[Libre-soc-dev] svp64 review and "FlexiVec" alternative

Tue Jul 26 12:37:33 BST 2022

On Tue, Jul 26, 2022 at 6:08 AM Jacob Bachmeyer <jcb62281 at gmail.com> wrote:
> Well then, it looks like you may actually have a chance to get Simple-V
> adopted after all, if the WG Chair favors it.

neutral and fair, i would say. Paul's extremely smart, i expect him to
properly...
you-know-what-i'm-saying.

> > what opcode(s) are duplicated?
>
> The loop branch.

ahh ok.

> The SVSTEP instruction is effectively equivalent to an
> ordinary branch instruction.  (In fact, FlexiVec would *use* the
> ordinary BC instruction at the end of a vector loop.)

right. ok, i initially considered merging svstep into branch,
but verrrry quickly backed out of that.  svstep is a separate
instruction that may be used to perform the same job as
"vmiota".

applying the RISC paradigm i kept svstep separate from sv.branches
as it really did get extremely complex.

> > in other words and this is extremely important the VVM ISA Extension
> > of MyISA66000 *does not in any way* impose require or punish a
> > specific micro-architecture.
>
> It does appear that I have basically drawn inspiration from Simple-V and
> reinvented VVM as "FlexiVec".  :-)

basically... yes :)  and i was in absolutely no position to appreciate
that, back in 2018, and i don't think anyone else was, either. it really
does take a... mental paradigm shift to understand VVM/FlexiVec.

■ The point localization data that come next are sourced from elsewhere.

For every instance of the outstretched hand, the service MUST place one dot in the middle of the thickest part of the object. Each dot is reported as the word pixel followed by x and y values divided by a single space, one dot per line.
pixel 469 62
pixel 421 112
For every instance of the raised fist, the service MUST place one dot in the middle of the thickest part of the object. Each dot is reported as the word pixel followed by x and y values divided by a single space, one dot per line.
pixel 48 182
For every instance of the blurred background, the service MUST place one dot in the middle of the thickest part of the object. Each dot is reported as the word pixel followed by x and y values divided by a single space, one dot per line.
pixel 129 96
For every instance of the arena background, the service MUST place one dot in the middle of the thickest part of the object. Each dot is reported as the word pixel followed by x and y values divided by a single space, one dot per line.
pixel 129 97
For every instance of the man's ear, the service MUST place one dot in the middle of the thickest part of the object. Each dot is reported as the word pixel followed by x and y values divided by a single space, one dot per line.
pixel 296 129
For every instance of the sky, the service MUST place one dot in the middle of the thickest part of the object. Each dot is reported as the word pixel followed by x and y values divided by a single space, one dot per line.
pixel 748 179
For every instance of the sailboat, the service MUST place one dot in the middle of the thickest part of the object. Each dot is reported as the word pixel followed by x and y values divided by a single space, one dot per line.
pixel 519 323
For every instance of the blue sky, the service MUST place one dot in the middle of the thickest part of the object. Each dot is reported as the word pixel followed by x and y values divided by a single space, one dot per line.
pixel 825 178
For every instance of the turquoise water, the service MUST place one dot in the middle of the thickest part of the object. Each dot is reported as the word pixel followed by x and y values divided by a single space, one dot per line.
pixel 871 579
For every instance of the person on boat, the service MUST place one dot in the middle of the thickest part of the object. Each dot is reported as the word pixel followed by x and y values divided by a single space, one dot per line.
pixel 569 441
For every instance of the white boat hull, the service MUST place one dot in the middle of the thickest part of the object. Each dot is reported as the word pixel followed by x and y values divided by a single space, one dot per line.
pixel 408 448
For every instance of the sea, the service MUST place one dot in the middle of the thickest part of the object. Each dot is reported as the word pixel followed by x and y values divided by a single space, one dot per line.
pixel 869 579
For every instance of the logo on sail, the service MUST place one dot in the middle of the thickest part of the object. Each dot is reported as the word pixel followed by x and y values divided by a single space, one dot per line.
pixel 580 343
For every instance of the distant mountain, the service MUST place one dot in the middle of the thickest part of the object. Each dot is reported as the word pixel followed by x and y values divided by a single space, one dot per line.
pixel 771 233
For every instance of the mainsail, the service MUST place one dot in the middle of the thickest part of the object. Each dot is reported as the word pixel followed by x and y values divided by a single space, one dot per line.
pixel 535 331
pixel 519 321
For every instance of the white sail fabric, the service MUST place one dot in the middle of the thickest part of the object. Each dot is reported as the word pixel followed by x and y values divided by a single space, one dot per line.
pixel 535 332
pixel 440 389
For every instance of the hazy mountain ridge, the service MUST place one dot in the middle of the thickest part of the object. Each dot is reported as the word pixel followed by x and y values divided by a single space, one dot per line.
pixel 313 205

> The main sticking point that I see with Simple-V is the way Simple-V
> uses the main register file.

i didn't - don't - want IBM freaking out about adding yet another
regfile to the Power ISA.  or, worse, having *our* time wasted
trying to fit on top of VSX.

> There is, of course, the alternative (unless you know something that I
> do not) that they simply reject Simple-V because they decide that the
> secondary program counter is too many architectural resources to allocate.

at which point, sadly, we have to say "we tried our best" and proceed
with following the set procedures on page xii of v3.1, and use Sandbox
opcodes

    Facilities described in proposals that are not adopted
    into the architecture may be implemented as Custom
    Extensions using the architecture sandbox.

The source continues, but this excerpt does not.